Marching Men was published in 1917, the same year that the great Progressive, Woodrow Wilson, brought the United States into the Great War, turning the Great Democracy into a police state that silenced and imprisoned opponents of America's involvement in a European war.
In this passage Anderson explains his admiration for those who wield the lash, and sympathy for those who yearn for death, those who love order and hate harmony.
'In France after the great revolution and the babbling of many voices talking of the brotherhood of man it wanted but a short and very determined man with an instinctive knowledge of drums, of cannons and of stirring words to send the same babblers screaming across open spaces, stumbling through ditches and pitching headlong into the arms of death. In the interest of one who believed not at all in the brotherhood of man they who had wept at the mention of the word brotherhood died fighting brothers.

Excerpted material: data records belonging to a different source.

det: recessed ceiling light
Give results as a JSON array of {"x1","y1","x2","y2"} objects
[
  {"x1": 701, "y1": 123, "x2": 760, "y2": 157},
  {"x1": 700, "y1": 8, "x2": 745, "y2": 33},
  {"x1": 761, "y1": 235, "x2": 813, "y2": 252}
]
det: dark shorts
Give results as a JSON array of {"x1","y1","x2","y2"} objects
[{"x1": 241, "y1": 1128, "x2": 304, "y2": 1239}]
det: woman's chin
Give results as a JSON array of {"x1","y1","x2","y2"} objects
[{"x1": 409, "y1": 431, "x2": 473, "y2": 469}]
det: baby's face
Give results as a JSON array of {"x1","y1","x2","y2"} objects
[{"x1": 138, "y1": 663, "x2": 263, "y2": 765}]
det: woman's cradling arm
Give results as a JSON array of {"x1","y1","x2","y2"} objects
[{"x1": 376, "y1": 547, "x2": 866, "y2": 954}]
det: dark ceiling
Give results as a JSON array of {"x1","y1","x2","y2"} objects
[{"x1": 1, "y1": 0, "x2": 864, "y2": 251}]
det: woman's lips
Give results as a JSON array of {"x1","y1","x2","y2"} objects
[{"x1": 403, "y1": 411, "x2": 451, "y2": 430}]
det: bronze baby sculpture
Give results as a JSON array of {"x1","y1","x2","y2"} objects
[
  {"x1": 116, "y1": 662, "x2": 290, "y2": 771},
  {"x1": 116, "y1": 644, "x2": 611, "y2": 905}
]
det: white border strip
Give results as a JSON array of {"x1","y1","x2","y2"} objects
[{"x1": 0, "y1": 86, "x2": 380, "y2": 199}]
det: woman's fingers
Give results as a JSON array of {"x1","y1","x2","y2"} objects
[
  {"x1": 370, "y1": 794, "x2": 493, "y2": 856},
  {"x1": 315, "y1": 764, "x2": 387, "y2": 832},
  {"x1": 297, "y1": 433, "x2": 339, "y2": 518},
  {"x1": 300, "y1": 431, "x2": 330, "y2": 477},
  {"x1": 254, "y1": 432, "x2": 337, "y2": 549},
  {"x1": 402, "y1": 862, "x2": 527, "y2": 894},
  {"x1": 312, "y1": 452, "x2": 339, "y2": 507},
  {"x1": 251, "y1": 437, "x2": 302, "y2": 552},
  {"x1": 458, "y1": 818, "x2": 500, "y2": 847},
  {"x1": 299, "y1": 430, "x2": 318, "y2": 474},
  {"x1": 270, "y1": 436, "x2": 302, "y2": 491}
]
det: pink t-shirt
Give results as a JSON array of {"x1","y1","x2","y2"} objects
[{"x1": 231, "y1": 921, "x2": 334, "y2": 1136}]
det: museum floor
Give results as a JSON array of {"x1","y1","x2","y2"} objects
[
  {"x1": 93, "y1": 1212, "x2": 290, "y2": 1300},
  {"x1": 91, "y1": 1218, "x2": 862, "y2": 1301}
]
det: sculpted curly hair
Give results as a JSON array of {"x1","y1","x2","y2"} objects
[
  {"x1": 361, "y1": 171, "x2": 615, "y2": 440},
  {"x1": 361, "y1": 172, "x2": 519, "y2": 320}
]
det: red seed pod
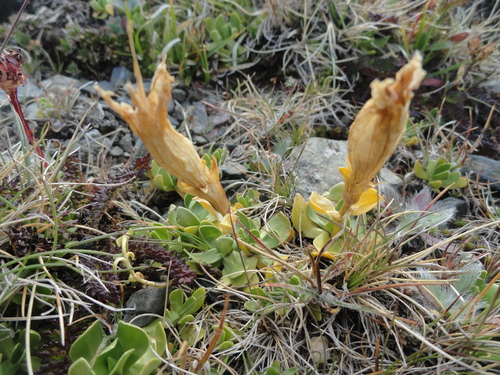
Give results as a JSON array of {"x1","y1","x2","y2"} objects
[
  {"x1": 448, "y1": 32, "x2": 469, "y2": 42},
  {"x1": 0, "y1": 48, "x2": 27, "y2": 93}
]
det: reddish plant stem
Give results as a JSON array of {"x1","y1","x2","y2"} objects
[{"x1": 7, "y1": 89, "x2": 45, "y2": 159}]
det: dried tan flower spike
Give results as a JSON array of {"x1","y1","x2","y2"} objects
[
  {"x1": 96, "y1": 21, "x2": 229, "y2": 214},
  {"x1": 339, "y1": 52, "x2": 426, "y2": 217}
]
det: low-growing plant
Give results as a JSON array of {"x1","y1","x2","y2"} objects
[
  {"x1": 164, "y1": 287, "x2": 206, "y2": 345},
  {"x1": 0, "y1": 324, "x2": 41, "y2": 374},
  {"x1": 414, "y1": 157, "x2": 468, "y2": 190},
  {"x1": 68, "y1": 319, "x2": 166, "y2": 375},
  {"x1": 204, "y1": 12, "x2": 248, "y2": 65}
]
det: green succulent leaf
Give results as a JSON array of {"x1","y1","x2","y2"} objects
[
  {"x1": 176, "y1": 207, "x2": 201, "y2": 227},
  {"x1": 216, "y1": 237, "x2": 236, "y2": 256},
  {"x1": 141, "y1": 319, "x2": 166, "y2": 356},
  {"x1": 452, "y1": 176, "x2": 468, "y2": 189},
  {"x1": 265, "y1": 212, "x2": 294, "y2": 242},
  {"x1": 187, "y1": 248, "x2": 223, "y2": 264},
  {"x1": 178, "y1": 314, "x2": 195, "y2": 325},
  {"x1": 432, "y1": 170, "x2": 451, "y2": 181},
  {"x1": 414, "y1": 159, "x2": 428, "y2": 180},
  {"x1": 426, "y1": 159, "x2": 438, "y2": 175},
  {"x1": 69, "y1": 320, "x2": 106, "y2": 363},
  {"x1": 112, "y1": 322, "x2": 150, "y2": 371},
  {"x1": 198, "y1": 225, "x2": 223, "y2": 247},
  {"x1": 108, "y1": 348, "x2": 135, "y2": 375},
  {"x1": 168, "y1": 288, "x2": 184, "y2": 313},
  {"x1": 223, "y1": 251, "x2": 258, "y2": 278},
  {"x1": 433, "y1": 162, "x2": 452, "y2": 175},
  {"x1": 69, "y1": 357, "x2": 97, "y2": 375},
  {"x1": 429, "y1": 180, "x2": 443, "y2": 189}
]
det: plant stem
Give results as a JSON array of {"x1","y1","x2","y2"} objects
[{"x1": 7, "y1": 89, "x2": 45, "y2": 160}]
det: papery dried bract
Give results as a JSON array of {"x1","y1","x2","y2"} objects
[
  {"x1": 340, "y1": 53, "x2": 425, "y2": 216},
  {"x1": 96, "y1": 23, "x2": 229, "y2": 214}
]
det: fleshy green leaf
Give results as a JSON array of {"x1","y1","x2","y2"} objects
[
  {"x1": 414, "y1": 160, "x2": 428, "y2": 180},
  {"x1": 69, "y1": 320, "x2": 106, "y2": 363},
  {"x1": 68, "y1": 358, "x2": 97, "y2": 375},
  {"x1": 176, "y1": 207, "x2": 201, "y2": 227}
]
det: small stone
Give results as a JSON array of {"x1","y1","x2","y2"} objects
[
  {"x1": 95, "y1": 80, "x2": 114, "y2": 92},
  {"x1": 110, "y1": 66, "x2": 133, "y2": 89},
  {"x1": 185, "y1": 102, "x2": 210, "y2": 135},
  {"x1": 172, "y1": 88, "x2": 187, "y2": 102},
  {"x1": 123, "y1": 287, "x2": 167, "y2": 327},
  {"x1": 289, "y1": 138, "x2": 347, "y2": 198},
  {"x1": 42, "y1": 74, "x2": 82, "y2": 94},
  {"x1": 441, "y1": 197, "x2": 468, "y2": 218},
  {"x1": 25, "y1": 102, "x2": 41, "y2": 119},
  {"x1": 85, "y1": 128, "x2": 103, "y2": 139},
  {"x1": 192, "y1": 135, "x2": 208, "y2": 145},
  {"x1": 169, "y1": 115, "x2": 179, "y2": 127},
  {"x1": 17, "y1": 78, "x2": 44, "y2": 101},
  {"x1": 173, "y1": 102, "x2": 185, "y2": 122},
  {"x1": 103, "y1": 137, "x2": 112, "y2": 149},
  {"x1": 220, "y1": 162, "x2": 249, "y2": 179},
  {"x1": 310, "y1": 336, "x2": 329, "y2": 364},
  {"x1": 378, "y1": 167, "x2": 403, "y2": 191},
  {"x1": 118, "y1": 132, "x2": 134, "y2": 153},
  {"x1": 463, "y1": 155, "x2": 500, "y2": 192},
  {"x1": 110, "y1": 145, "x2": 124, "y2": 156},
  {"x1": 167, "y1": 97, "x2": 175, "y2": 113}
]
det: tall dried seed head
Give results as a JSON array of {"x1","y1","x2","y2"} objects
[
  {"x1": 96, "y1": 22, "x2": 229, "y2": 214},
  {"x1": 340, "y1": 53, "x2": 426, "y2": 216}
]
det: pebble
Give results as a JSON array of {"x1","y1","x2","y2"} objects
[
  {"x1": 289, "y1": 138, "x2": 348, "y2": 198},
  {"x1": 110, "y1": 66, "x2": 133, "y2": 89},
  {"x1": 172, "y1": 88, "x2": 187, "y2": 102},
  {"x1": 463, "y1": 155, "x2": 500, "y2": 192},
  {"x1": 185, "y1": 102, "x2": 209, "y2": 135},
  {"x1": 118, "y1": 132, "x2": 134, "y2": 154},
  {"x1": 41, "y1": 75, "x2": 82, "y2": 94},
  {"x1": 110, "y1": 145, "x2": 124, "y2": 156},
  {"x1": 441, "y1": 197, "x2": 468, "y2": 218},
  {"x1": 290, "y1": 137, "x2": 404, "y2": 198},
  {"x1": 192, "y1": 135, "x2": 208, "y2": 145},
  {"x1": 220, "y1": 161, "x2": 249, "y2": 179},
  {"x1": 122, "y1": 287, "x2": 167, "y2": 327}
]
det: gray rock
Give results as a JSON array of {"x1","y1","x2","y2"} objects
[
  {"x1": 185, "y1": 102, "x2": 210, "y2": 135},
  {"x1": 479, "y1": 79, "x2": 500, "y2": 95},
  {"x1": 169, "y1": 115, "x2": 179, "y2": 127},
  {"x1": 25, "y1": 102, "x2": 41, "y2": 119},
  {"x1": 118, "y1": 132, "x2": 134, "y2": 153},
  {"x1": 378, "y1": 168, "x2": 403, "y2": 191},
  {"x1": 172, "y1": 88, "x2": 187, "y2": 102},
  {"x1": 41, "y1": 75, "x2": 82, "y2": 94},
  {"x1": 290, "y1": 137, "x2": 403, "y2": 198},
  {"x1": 463, "y1": 155, "x2": 500, "y2": 192},
  {"x1": 192, "y1": 135, "x2": 207, "y2": 145},
  {"x1": 221, "y1": 161, "x2": 249, "y2": 179},
  {"x1": 289, "y1": 138, "x2": 347, "y2": 198},
  {"x1": 110, "y1": 145, "x2": 124, "y2": 156},
  {"x1": 441, "y1": 197, "x2": 468, "y2": 218},
  {"x1": 110, "y1": 66, "x2": 133, "y2": 89},
  {"x1": 167, "y1": 97, "x2": 175, "y2": 113},
  {"x1": 172, "y1": 102, "x2": 185, "y2": 122},
  {"x1": 122, "y1": 287, "x2": 167, "y2": 327},
  {"x1": 208, "y1": 112, "x2": 231, "y2": 127},
  {"x1": 96, "y1": 80, "x2": 114, "y2": 92}
]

In the heart of all men lies the love of order. How to achieve order out of our strange jumble of forms, out of democracies and monarchies, dreams and endeavours is the riddle of the Universe and the thing that in the artist is called the passion for form and for which he also will laugh in the face of death is in all men. By grasping that fact Caesar, Alexander, Napoleon and our own Grant have made heroes of the dullest clods that walk and not a man of all the thousands who marched with Sherman to the sea but lived the rest of his life with a something sweeter, braver and finer sleeping in his soul than will ever be produced by the reformer scolding of brotherhood from a soap-box. The long march, the burning of the throat and the stinging of the dust in the nostrils, the touch of shoulder against shoulder, the quick bond of a common, unquestioned, instinctive passion that bursts in the orgasm of battle, the forgetting of words and the doing of the thing, be it winning battles or destroying ugliness, the passionate massing of men for accomplishment -- these are the signs, if they ever awake in our land, by which you may know you have come to the days of the making of men.'
This book is very puzzling. The central figure is fiercely driven by "the passionate massing of men for accomplishment," and he does indeed organize daily marches of laborers through Chicago's streets. But the marchers make no demands; thus there can be no accomplishment. From this and "Windy McPhersons' Son" I have concluded that Anderson locked in ambivalence: he is outraged over the exploitation of workers by the rich, but also dislikes and distrusts the socialist movements that takes Labor's side. Too bad he let this otherwise powerful narrative fade away in empty words.